Currently almost all of the fields try to handle exceptions with validation failure on dump. Since the dump() errors aren't meant to be caught and handled, there probably is no need to normalize them into ValidationError instances. Should we get rid of the code that rewrites the errors in _serialize()? If we aren't going to pack the errors into the same data structure as load(), should we let the first error bubble to the top uninterrupted?

deckar01 on 16 Jul 2019

Should we get rid of the code that rewrites the errors in _serialize()? If we aren't going to pack the errors into the same data structure as load(), should we let the first error bubble to the top uninterrupted?

Yes, that's what I'm proposing.

sloria on 16 Jul 2019

👍2

Should we still try to call handle_error in _serialize so that the error can be customized per schema on dump?

deckar01 on 17 Jul 2019

Probably not? handle_error is meant for handling ValidationError, which we're proposing should only get raised on deserialization.

sloria on 17 Jul 2019

👍2

@NilsBarlaug-cognite @rileyjohngibbs Can you speak about your use cases here?

We have a library which helps users work with some specific JSON documents (which they might use locally or against our HTTP API). Basically letting them easily load, dump and modify these JSON documents in a Python native way. For improved user experience we validate the JSON documents both on load and dump. The user can create/modify a document in Python - so we have no guarantees that the data is valid when we dump it.

This is probably not the intended use of Marshmallow since you remove dump validation. Do you have any suggestion on how to achieve the same when you remove dump validation?

NilsBarlaug-cognite on 5 Aug 2019

Under the hood, validate calls the same logic as load, it just doesn't return the deserialized data.

deckar01 on 5 Aug 2019

👍1

@deckar01 As far as I understand, load accepts dicts of primitive types whereas dump would accept native Python objects. Does this mean that the validation feature would be limited to objects composed of primitive types only? How would one go about validating a native object?

ckanesan on 7 Aug 2019

@ckanesan you're right about validate taking serialized (primitive types) data as input.
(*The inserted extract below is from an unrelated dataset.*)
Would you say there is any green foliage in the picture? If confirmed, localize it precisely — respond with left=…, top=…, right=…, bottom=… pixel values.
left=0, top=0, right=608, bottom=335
Maybe you could call it after serialization, but it might fail on edge cases (e.g. asymmetrical dump/load keys, pre-post processings,...).

We can't really extract validation from the loading process because it is done in each field's deserialization method. It is not a two-step process (deserialization, then validation), except for schema validators, that occur at the end of the process.